Not long ago, friends and I were talking about the Bechdel Test (named after fellow Simon's Rock alumna Alison Bechdel, who just won a Guggehneim Fellowship this week) and movies that we love. If you've not encountered it before, it involves a movie in which:
  • 1) there are at least two named female characters, who

  • 2) talk to each other about

  • 3) something other than a man.


We had discussed that passing the Bechdel Test marked a work as feminist, but I think that's not entirely true to the original purpose (which was actually a joke in Bechdel's web comic). Movies that pass the test aren't feminist. They just have women who are characters that are essential to the plot, rather than being accessories to the male heroes.

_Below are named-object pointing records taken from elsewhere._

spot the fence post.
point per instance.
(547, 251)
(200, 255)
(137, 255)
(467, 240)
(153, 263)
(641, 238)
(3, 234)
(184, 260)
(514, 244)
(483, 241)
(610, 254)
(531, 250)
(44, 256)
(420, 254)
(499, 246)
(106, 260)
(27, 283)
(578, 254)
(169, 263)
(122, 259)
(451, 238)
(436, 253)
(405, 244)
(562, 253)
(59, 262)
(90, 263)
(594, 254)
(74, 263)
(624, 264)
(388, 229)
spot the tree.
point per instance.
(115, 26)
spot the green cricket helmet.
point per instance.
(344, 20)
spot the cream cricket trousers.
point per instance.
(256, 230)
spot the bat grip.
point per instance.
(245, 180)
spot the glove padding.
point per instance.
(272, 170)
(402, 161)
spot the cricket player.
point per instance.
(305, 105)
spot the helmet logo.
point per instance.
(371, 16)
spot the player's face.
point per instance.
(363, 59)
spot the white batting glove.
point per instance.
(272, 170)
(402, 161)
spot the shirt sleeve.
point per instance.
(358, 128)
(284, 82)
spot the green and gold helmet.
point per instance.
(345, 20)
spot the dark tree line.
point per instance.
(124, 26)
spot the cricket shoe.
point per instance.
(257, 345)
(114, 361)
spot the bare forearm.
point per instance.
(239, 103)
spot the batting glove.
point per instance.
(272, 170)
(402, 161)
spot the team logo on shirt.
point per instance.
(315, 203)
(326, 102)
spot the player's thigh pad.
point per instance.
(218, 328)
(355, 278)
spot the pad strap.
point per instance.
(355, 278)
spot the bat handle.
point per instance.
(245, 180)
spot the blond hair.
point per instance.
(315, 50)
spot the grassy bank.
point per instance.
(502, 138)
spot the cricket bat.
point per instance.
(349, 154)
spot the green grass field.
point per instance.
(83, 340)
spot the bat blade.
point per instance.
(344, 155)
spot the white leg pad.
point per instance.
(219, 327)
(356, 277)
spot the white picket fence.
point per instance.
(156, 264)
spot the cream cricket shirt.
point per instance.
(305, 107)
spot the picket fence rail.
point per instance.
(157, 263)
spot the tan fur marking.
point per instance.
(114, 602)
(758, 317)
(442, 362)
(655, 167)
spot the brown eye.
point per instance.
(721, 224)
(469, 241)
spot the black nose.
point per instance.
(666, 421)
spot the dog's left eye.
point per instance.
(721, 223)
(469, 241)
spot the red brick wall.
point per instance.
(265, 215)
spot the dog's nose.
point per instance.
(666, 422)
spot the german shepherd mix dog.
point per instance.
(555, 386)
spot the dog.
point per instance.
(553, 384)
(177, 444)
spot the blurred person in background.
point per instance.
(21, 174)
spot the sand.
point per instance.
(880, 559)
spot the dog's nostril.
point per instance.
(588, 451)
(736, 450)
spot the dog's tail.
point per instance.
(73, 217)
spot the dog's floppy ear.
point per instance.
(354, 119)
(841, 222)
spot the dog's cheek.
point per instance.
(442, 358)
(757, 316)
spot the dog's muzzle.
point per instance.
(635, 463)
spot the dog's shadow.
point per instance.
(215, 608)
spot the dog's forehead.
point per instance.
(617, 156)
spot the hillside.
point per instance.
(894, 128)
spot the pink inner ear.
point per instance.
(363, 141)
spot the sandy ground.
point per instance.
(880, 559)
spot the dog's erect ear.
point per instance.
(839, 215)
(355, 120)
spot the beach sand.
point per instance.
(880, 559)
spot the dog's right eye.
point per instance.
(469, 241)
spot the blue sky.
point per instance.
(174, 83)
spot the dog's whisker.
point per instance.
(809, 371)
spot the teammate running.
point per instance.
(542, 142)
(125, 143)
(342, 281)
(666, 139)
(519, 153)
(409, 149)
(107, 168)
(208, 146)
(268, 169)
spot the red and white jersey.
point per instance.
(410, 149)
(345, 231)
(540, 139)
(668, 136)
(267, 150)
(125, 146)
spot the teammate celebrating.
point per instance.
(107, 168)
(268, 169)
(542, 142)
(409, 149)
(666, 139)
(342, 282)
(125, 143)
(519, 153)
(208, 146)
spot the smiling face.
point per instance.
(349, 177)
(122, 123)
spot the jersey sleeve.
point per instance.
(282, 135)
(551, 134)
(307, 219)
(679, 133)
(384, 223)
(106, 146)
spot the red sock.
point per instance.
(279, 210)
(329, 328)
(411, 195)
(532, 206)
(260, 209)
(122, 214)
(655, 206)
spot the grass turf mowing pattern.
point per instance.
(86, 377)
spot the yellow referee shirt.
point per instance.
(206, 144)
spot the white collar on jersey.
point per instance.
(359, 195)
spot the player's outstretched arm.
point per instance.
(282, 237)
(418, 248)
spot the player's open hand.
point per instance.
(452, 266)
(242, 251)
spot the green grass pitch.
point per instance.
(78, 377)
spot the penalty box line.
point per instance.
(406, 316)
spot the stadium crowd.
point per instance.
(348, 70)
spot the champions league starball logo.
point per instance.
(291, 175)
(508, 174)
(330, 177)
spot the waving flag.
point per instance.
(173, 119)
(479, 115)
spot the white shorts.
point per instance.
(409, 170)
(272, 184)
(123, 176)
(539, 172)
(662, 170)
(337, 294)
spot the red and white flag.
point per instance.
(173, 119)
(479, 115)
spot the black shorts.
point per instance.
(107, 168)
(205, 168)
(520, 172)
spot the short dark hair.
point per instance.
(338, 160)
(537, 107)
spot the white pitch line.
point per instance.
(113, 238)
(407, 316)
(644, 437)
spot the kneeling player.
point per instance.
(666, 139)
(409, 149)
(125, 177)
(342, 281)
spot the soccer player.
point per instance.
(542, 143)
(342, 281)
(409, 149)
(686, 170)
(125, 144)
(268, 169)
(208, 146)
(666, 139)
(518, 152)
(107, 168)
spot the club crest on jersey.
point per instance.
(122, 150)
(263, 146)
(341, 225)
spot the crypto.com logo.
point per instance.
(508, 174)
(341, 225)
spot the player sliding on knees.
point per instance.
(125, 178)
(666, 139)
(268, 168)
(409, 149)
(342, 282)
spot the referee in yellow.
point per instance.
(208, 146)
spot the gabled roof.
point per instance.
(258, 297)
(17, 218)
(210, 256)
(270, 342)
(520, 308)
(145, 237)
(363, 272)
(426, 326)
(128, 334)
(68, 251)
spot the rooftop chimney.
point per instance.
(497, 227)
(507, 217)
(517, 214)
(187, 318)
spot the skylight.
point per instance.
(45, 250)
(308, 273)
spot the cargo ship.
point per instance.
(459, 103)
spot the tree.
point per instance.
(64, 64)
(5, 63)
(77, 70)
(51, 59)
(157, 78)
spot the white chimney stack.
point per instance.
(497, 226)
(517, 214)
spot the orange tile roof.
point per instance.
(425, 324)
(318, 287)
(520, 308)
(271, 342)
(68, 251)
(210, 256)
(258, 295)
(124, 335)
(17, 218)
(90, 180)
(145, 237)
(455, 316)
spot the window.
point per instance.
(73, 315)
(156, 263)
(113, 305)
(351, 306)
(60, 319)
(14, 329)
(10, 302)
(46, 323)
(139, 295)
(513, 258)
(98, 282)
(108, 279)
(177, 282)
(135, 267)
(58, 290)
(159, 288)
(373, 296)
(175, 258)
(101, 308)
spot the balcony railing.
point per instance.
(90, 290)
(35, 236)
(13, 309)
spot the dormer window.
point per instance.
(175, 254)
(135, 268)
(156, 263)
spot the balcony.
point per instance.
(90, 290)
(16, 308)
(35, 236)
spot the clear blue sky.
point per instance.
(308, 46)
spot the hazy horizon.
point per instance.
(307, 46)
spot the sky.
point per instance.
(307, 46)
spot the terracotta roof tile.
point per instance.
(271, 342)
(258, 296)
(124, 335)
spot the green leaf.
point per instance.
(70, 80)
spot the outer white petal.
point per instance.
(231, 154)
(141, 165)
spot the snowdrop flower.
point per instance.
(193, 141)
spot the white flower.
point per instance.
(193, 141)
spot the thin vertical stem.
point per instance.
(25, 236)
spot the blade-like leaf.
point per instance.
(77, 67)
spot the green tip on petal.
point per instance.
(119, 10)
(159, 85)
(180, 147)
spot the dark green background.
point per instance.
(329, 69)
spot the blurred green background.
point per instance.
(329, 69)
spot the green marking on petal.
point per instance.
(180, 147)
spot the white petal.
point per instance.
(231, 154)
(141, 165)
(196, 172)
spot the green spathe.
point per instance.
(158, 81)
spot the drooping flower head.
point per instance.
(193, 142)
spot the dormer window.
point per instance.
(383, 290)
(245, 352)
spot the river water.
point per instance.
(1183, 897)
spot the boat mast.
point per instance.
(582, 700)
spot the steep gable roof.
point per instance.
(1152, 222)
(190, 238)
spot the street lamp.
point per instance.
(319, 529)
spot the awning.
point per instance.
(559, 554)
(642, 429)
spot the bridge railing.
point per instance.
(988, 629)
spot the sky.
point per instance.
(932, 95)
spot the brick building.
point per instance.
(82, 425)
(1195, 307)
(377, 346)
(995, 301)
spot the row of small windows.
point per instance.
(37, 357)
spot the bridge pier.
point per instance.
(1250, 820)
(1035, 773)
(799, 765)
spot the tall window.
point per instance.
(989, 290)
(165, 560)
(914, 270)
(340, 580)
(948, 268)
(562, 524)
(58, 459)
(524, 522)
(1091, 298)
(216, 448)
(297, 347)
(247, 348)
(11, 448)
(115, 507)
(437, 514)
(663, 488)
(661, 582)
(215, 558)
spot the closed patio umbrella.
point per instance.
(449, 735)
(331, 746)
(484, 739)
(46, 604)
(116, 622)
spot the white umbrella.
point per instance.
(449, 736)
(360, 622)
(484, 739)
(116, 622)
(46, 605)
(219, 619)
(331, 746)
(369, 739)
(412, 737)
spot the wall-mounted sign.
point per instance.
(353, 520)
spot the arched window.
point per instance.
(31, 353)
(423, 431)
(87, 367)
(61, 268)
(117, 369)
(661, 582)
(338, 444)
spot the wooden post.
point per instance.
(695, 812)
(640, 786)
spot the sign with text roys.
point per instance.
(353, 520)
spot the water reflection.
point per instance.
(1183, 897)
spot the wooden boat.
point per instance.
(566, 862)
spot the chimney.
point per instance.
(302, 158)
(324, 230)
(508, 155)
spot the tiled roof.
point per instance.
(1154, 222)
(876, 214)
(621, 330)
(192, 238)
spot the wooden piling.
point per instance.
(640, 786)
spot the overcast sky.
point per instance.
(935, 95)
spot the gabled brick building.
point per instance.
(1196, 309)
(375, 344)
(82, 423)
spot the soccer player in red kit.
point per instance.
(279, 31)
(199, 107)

This came up in my online reading today via Tor.com's latest explosive post (following the post about Mordicai Knode's diversity in D&D art), "Hey, Everyone--Stop Taking This Picture!" by Emily Asher-Perrin. Thanks to [livejournal.com profile] jimhines and Rose Fox at Genreville, I've already seen this pose covered a number of times in the book jacket community. Hearing a female in the comments confirm what Jim said after his experiment posing as urban fantasy heroines -- notably that he needed a chiropractic visit afterwards -- removes the last vestiges of "but" comments that I made over at Jim's blog. (I'd mostly been won over to that argument thanks to [livejournal.com profile] genrereviews post on the same.) That's an uncomfortable pose from which you could not spring into action, unless you were a superhero.

From the comments I discovered these posts from the Hathor Legacy about how screenwriting effectively teaches screenwriters to not pass the Bechdel test. These posts are a little old -- 2008 and 2010 -- but they're kind of astonishing. It's not a conspiracy, folks, it's policy -- and I can only hope it's changed since the writer behind the Hathor Legacy went to film school.

In other news, my first book review for Black Gate, for which I reviewed How to Train Your Dragon, is up on the site. I did a few for them, and am hoping one will land in the print magazine. We'll see!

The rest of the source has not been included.